CHAPITRE XIX
Danny, qui s’élançait vers l’escalier de service, s’arrêta net, revint au galop vers le standard et composa d’un doigt agité le numéro deux cent douze.
Un instant après, il pantelait dans le récepteur :
— Squidge, j’ai juste une demi-seconde…
— Tu m’as fait sortir de sous la douche, ballot !
— Dans trente minutes exactement, il faut que tu…
— Je ruisselle comme un canard…
— Je t’en supplie, Squidge, écoute-moi. Tout peut s’arranger. Si seulement tu voulais bien amener ton père sur le perron de la petite porte, dans, mettons…
— Qu’est-ce qui peut s’arranger ?
— Les deux familles peuvent faire la paix, et tout ce qui s’ensuit… répondit Danny avec la rage du désespoir. Je peux pas t’expliquer maintenant : ça chauffe drôlement.
— Si ça chauffait moins, tout irait beaucoup mieux, interrompit Sally. Il suffirait, peut-être, de renverser la vapeur…

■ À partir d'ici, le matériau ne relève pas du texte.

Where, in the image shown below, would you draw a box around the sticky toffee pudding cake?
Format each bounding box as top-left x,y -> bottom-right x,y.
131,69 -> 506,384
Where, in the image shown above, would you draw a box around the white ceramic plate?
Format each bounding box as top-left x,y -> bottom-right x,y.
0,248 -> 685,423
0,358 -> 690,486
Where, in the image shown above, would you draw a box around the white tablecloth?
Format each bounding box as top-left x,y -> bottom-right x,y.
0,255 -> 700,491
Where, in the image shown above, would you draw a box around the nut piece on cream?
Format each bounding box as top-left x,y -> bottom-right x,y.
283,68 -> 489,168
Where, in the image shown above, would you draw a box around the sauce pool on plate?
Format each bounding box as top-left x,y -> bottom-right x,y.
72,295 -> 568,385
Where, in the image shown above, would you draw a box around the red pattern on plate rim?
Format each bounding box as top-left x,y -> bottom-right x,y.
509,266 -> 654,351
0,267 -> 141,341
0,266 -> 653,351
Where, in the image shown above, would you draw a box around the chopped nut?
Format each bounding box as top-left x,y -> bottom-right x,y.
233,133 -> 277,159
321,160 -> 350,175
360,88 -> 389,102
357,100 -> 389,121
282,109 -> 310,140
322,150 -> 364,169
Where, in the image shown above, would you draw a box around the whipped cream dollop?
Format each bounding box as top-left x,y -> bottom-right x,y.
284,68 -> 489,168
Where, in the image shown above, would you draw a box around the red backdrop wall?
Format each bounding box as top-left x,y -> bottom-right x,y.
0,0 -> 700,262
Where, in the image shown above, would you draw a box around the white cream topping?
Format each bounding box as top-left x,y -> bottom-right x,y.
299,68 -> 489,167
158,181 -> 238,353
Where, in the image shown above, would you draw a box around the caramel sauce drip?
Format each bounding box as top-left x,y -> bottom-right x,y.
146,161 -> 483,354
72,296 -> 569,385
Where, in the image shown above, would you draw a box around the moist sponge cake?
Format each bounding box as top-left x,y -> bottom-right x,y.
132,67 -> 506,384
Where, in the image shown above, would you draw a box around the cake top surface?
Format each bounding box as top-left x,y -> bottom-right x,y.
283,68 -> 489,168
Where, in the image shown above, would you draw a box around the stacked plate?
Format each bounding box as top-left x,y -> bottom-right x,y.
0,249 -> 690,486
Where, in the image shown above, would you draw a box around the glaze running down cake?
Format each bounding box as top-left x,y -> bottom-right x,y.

— C’est une question de vie ou de mort, cria Danny. Je te le jure. Pour une fois, je te parle sérieusement. Y a un truc qui se prépare que je ne peux pas t’expliquer par téléphone. Si seulement… si tu pouvais faire sortir ton père sur le petit perron dans… (il consulta sa montre), dans vingt-sept minutes et demie exactement…

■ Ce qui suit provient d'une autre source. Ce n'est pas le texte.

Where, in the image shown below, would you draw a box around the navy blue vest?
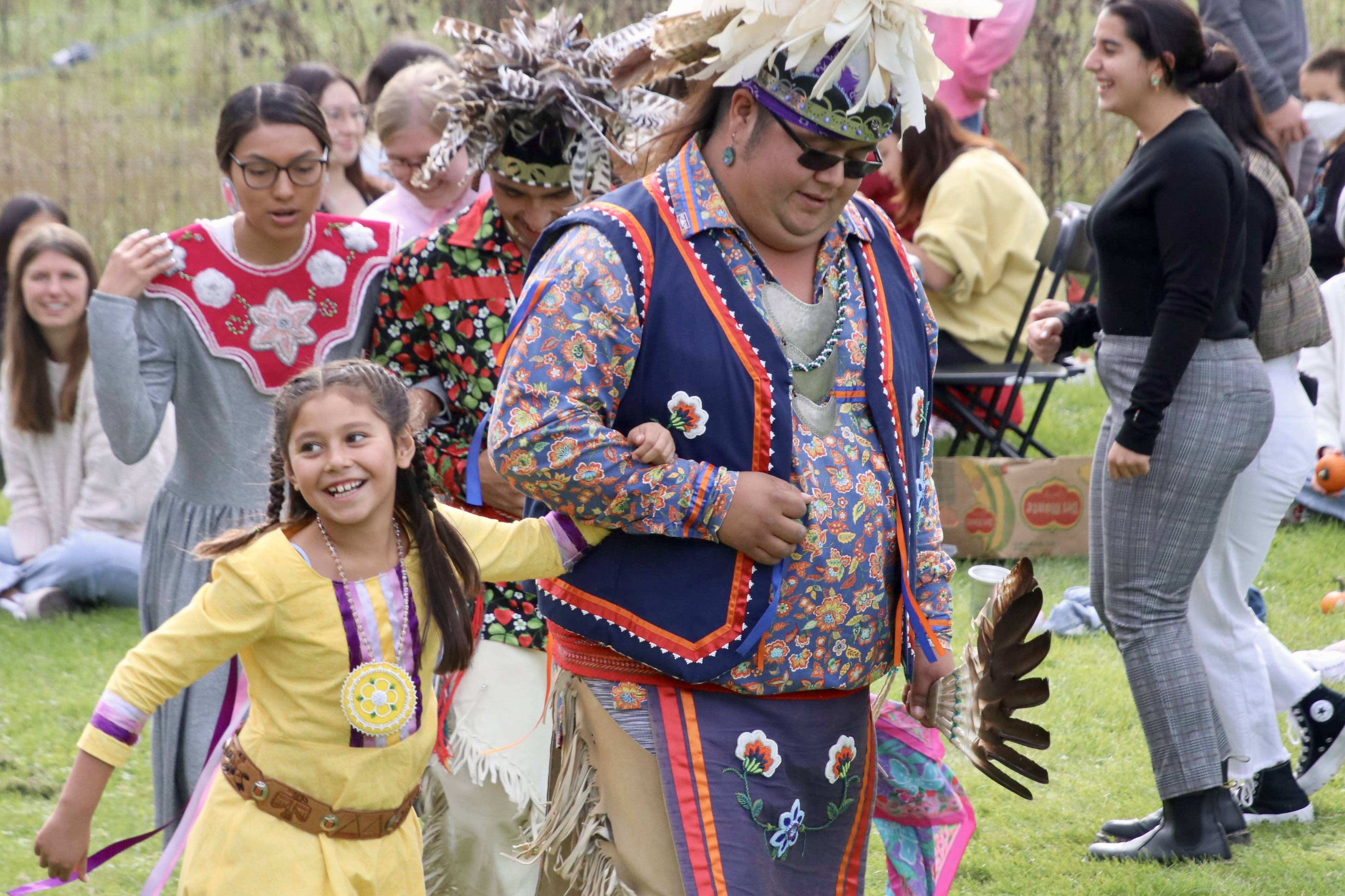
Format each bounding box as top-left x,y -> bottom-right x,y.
515,168 -> 932,684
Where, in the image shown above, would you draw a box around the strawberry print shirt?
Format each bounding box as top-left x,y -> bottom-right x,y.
371,195 -> 546,650
490,141 -> 954,694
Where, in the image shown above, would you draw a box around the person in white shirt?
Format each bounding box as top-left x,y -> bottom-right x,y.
0,224 -> 176,619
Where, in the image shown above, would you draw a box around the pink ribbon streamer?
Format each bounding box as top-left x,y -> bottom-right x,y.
5,657 -> 252,896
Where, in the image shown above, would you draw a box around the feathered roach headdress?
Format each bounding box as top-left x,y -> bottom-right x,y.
422,7 -> 681,196
613,0 -> 1001,141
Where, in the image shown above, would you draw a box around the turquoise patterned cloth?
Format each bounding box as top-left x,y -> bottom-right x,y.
873,700 -> 976,896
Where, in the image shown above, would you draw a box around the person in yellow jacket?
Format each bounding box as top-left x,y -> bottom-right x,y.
897,101 -> 1046,364
35,361 -> 671,896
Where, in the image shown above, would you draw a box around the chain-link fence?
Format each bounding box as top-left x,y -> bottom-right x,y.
0,0 -> 1345,252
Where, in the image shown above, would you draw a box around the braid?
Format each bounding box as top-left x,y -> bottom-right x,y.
397,446 -> 481,674
266,445 -> 285,525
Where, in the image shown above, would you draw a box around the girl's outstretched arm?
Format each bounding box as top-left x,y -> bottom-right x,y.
438,504 -> 608,582
32,750 -> 113,881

— Comment veux-tu que je fasse ? Pourquoi ? Il est en train de prendre son cocktail, en ce moment. Et tu sais que pour papa, l’heure du cocktail, c’est sacré…
— Dis-lui que t’as entendu du bruit dans le garage…
— Quoi ? Tu es fou ! Il va me dire d’envoyer Parkinson au garage et de ne pas le déranger.
— Oh ! mince alors ! gémit Danny. Dis-lui ce que tu veux. Dis-lui que c’est important. Dis-lui que t’as trouvé un moyen d’empêcher mon père d’être élu. Dis-lui que tu peux faire arrêter les travaux pour le parc d’attractions, qu’il pourra racheter le terrain…
— Quoi ? Ton père consentirait à vendre à mon P… ?
— Il lui en fera cadeau ! hurla Danny. J’ai plus le temps… Est-ce que tu… ?
— Je le ferai sortir, promit Sally.
— Dans vingt-six minutes, précisa Danny soulagé. Et empêche-le de rentrer, jusqu’à ce que j’arrive, à tout prix ! T’es un copain, Squidge !
— Et toi, t’es un maboul, déclara Squidge au récepteur déjà muet.
Elle replaça l’appareil et commença à s’habiller en hâte.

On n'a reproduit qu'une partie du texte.